Hacker News new | past | comments | ask | show | jobs | submit login
Sonic: A fast JSON serializing and deserializing library (github.com/bytedance)
98 points by ngaut on Nov 23, 2021 | hide | past | favorite | 43 comments



    Small (400B, 11 keys, 3 layers)
    Medium (13KB, 300+ key, 6 layers)
    Large (635KB, 10000+ key, 6 layers)
I would be so happy to work somewhere where a 0.000635 GB json file is "large".


From the documentation it seems to me that they're mostly concerned about resource utilization when processing APIs, and not dealing with files. 635KB may be representative of a large API payload in their environment.


Just another case where a library tests and publishes results for all competing libraries slower than it, but none faster. cough simdjson [1] cough

---

[1] https://github.com/simdjson/simdjson


simdjson is listed thought.


It is mentioned here: https://github.com/bytedance/sonic/blob/a577eafc253adb943924..., but it isn't included in the benchmarks graphs. Seems this repo is specifically focused on Golang and isn't necessarily motivated by being the fastest JSON [de]serializer on the planet.


There is this one though: https://github.com/minio/simdjson-go

EDIT: Apologies, simdjson-go is included in the benchmarks and discussed as well.


Well it wasn't in the benchmark graphs and it didn't show in Ctrl+F in the README.

Admittedly, I didn't do an exhaustive search.


A port of simdjson, simdjson-go, is in the benchmark graphs. It seems to be too fast to be visible in most of the graphs.


the graphs show rate not time


Right, they show MB/s of parsed JSON, and it definitely surprised me: simdjson-go is among the slowest! It looks like there's something fishy going on there, as it is _orders of magnitude_ slower that vanilla simdjson.


If someone runs at a.. 'higher' rate (m/s) than someone else, is it not right to say that they are faster?


Yes. But on a bar graph showing rate taller bars mean faster, but on a bar graph showing time to complete a task taller bars mean slower.

The graphs are showing rate and simdjson-go has shorter bars (or nonexistent bars which suggest a quantity too low to show up at the resolution of the graphs).
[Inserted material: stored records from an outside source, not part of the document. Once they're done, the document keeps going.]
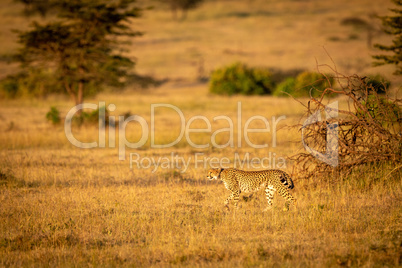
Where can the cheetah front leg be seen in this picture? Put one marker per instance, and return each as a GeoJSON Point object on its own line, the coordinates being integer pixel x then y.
{"type": "Point", "coordinates": [269, 192]}
{"type": "Point", "coordinates": [235, 196]}
{"type": "Point", "coordinates": [289, 199]}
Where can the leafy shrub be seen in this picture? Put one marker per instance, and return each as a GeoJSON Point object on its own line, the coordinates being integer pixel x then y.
{"type": "Point", "coordinates": [91, 118]}
{"type": "Point", "coordinates": [286, 86]}
{"type": "Point", "coordinates": [380, 109]}
{"type": "Point", "coordinates": [241, 79]}
{"type": "Point", "coordinates": [313, 82]}
{"type": "Point", "coordinates": [53, 115]}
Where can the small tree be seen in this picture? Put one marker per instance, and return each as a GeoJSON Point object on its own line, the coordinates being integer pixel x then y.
{"type": "Point", "coordinates": [81, 46]}
{"type": "Point", "coordinates": [393, 26]}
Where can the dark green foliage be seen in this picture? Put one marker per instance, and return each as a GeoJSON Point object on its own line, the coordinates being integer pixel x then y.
{"type": "Point", "coordinates": [80, 48]}
{"type": "Point", "coordinates": [393, 26]}
{"type": "Point", "coordinates": [53, 115]}
{"type": "Point", "coordinates": [380, 109]}
{"type": "Point", "coordinates": [311, 83]}
{"type": "Point", "coordinates": [90, 117]}
{"type": "Point", "coordinates": [241, 79]}
{"type": "Point", "coordinates": [183, 5]}
{"type": "Point", "coordinates": [43, 7]}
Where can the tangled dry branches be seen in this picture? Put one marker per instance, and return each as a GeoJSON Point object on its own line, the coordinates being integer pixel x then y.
{"type": "Point", "coordinates": [368, 129]}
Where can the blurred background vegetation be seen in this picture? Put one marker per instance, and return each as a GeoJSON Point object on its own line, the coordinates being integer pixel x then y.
{"type": "Point", "coordinates": [80, 48]}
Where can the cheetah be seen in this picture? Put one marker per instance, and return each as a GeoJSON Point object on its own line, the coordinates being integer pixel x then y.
{"type": "Point", "coordinates": [238, 181]}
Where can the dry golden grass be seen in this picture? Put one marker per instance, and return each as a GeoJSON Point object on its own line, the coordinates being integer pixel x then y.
{"type": "Point", "coordinates": [65, 206]}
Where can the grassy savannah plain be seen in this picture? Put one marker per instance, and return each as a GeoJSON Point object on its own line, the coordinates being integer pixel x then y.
{"type": "Point", "coordinates": [66, 206]}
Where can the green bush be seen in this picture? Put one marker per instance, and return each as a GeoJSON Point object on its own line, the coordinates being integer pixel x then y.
{"type": "Point", "coordinates": [286, 86]}
{"type": "Point", "coordinates": [53, 115]}
{"type": "Point", "coordinates": [90, 118]}
{"type": "Point", "coordinates": [381, 110]}
{"type": "Point", "coordinates": [241, 79]}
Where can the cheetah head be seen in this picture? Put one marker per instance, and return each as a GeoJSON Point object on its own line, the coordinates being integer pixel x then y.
{"type": "Point", "coordinates": [214, 173]}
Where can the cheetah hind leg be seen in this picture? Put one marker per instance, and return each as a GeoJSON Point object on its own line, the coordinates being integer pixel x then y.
{"type": "Point", "coordinates": [269, 192]}
{"type": "Point", "coordinates": [287, 204]}
{"type": "Point", "coordinates": [235, 197]}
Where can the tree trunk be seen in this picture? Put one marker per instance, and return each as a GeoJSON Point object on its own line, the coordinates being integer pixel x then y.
{"type": "Point", "coordinates": [80, 94]}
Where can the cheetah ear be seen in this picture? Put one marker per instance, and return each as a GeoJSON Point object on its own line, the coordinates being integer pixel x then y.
{"type": "Point", "coordinates": [220, 171]}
TkTech though the graphs were showing time and so thought they were showing that simdjson-go is very fast, which skavi is pointing out is reversed because they are showing rate.
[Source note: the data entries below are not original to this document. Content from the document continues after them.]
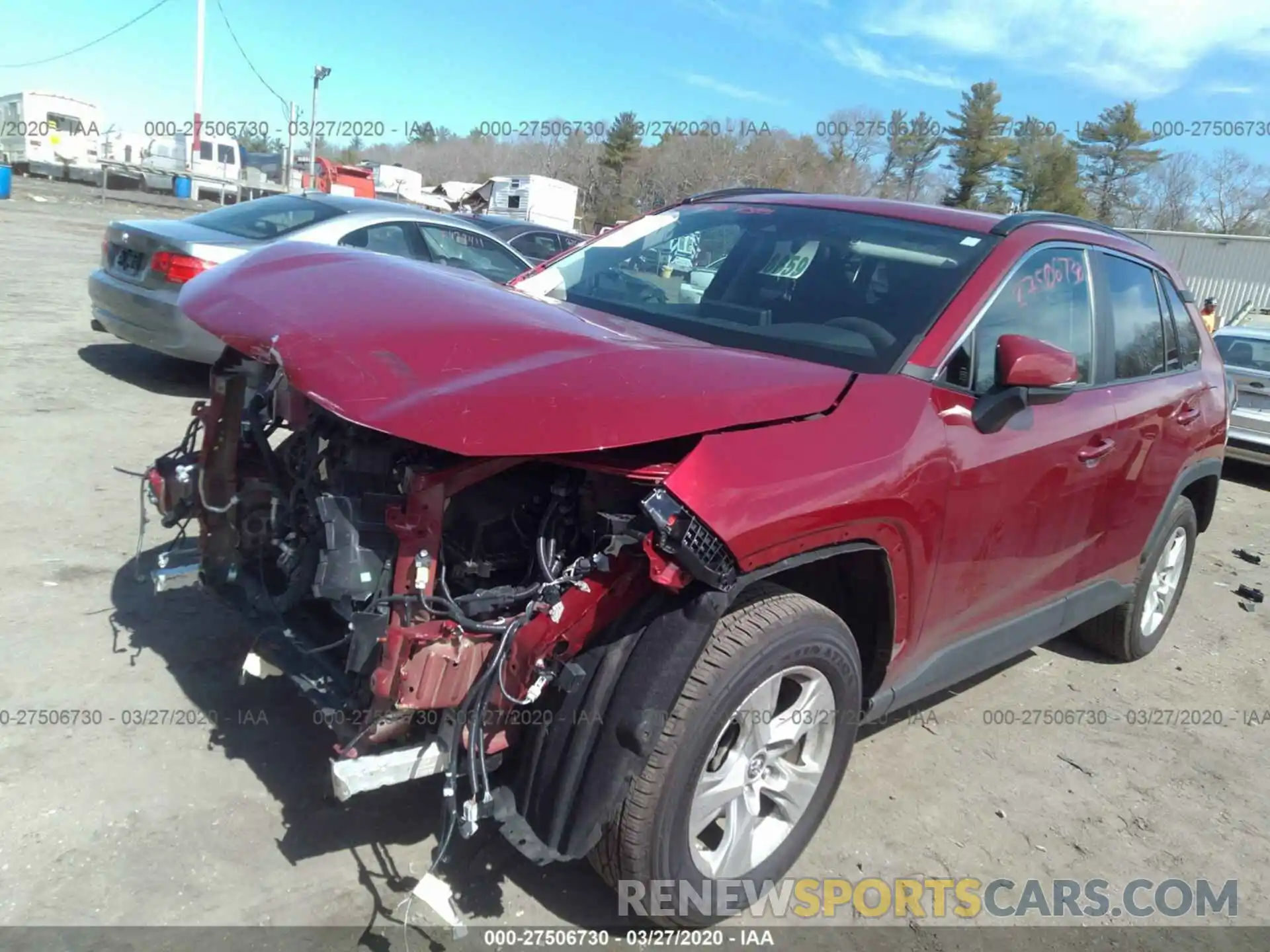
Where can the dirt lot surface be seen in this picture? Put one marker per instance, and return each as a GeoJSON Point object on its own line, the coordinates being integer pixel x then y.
{"type": "Point", "coordinates": [187, 824]}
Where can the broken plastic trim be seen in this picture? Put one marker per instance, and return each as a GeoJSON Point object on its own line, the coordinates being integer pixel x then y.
{"type": "Point", "coordinates": [683, 536]}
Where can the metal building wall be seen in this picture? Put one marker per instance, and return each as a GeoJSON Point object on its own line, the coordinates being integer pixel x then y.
{"type": "Point", "coordinates": [1234, 270]}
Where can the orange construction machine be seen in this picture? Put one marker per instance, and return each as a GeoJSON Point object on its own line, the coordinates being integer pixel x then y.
{"type": "Point", "coordinates": [342, 179]}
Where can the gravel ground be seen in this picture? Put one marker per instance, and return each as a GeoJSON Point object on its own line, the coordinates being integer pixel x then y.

Oh right yes sorry I didn't really tie up the discussion to the graphs (or lacked caffeine or something!).


I regularly deal with JSON documents several MB in size, but do developers frequently deal with JSON documents several GB in size? If so, where do you encounter something like that? Surely "processing" that much data (for whatever definition of process you have) is orders of magnitude slower than parsing it.
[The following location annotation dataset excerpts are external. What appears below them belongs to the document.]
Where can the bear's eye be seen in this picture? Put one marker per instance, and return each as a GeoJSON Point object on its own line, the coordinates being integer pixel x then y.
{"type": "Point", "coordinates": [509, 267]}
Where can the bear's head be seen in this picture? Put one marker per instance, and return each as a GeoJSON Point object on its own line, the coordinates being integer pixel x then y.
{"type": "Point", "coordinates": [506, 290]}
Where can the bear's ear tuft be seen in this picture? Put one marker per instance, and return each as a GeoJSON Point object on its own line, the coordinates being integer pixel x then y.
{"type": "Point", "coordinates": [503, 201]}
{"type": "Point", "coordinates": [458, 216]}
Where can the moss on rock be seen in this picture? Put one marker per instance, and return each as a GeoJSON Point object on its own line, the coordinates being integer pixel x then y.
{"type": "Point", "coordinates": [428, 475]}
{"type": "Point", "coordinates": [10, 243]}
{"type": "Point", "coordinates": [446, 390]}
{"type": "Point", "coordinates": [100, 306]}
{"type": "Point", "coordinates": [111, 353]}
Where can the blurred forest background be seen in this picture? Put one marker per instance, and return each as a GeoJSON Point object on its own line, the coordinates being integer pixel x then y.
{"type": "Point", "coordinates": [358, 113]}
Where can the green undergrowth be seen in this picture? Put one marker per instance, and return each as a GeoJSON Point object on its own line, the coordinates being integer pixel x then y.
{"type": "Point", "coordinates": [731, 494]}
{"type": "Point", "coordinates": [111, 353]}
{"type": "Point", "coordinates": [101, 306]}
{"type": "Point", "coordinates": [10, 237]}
I love the idea of a library trying to squeeze every last bit of performance out of the CPU, but I'm genuinely curious at the problems it solves in the real world.


Depends. I've had multi-gigabyte `[{..}, {..}, ...]` json arrays from database dumps, and doing even basic things with that with jq takes ages unless you use the (highly obtuse IMO) streaming methods. Sometimes you can pre-grep to filter the results to something trivial to process, but sometimes the structure is not unique enough to let you do that, or it depends on multiple field values - filtering that with a json parser makes perfect sense, and then speed can matter.

That said, a 2x+ improvement for a couple megabytes, especially if done many times per second, is still a significant improvement.


Monthly general ledger entries for the largest real estate companies, tried XML and JSON, eventually landed on compressed CSV for best trade off between human readable large files (~1-3GB) and compressibility.


GeoJSON data can be just as big as you’d like. I have a big archive of GIS data where the files are enormous.


Not JSON, but we process XMLs on the order of a GB. Largest ones are consolidated invoices (ie a lot of separate invoices in one file). Other large ones contain rules and codelists in multiple languages.


All the time. It's not there's a single record that is that size, but all sorts of things log in json, so you wind up with multi-GB jsonl files. As an example: AWS CloudTrail logs.


Huge log files are one use case. Large datasets are another, in data analysis, machine learning, and ETL tasks.


Aren't log files processed a line at a time? Last time I had to deal with some structured log, I streamed lines concurrently into json parser and it went pretty fast.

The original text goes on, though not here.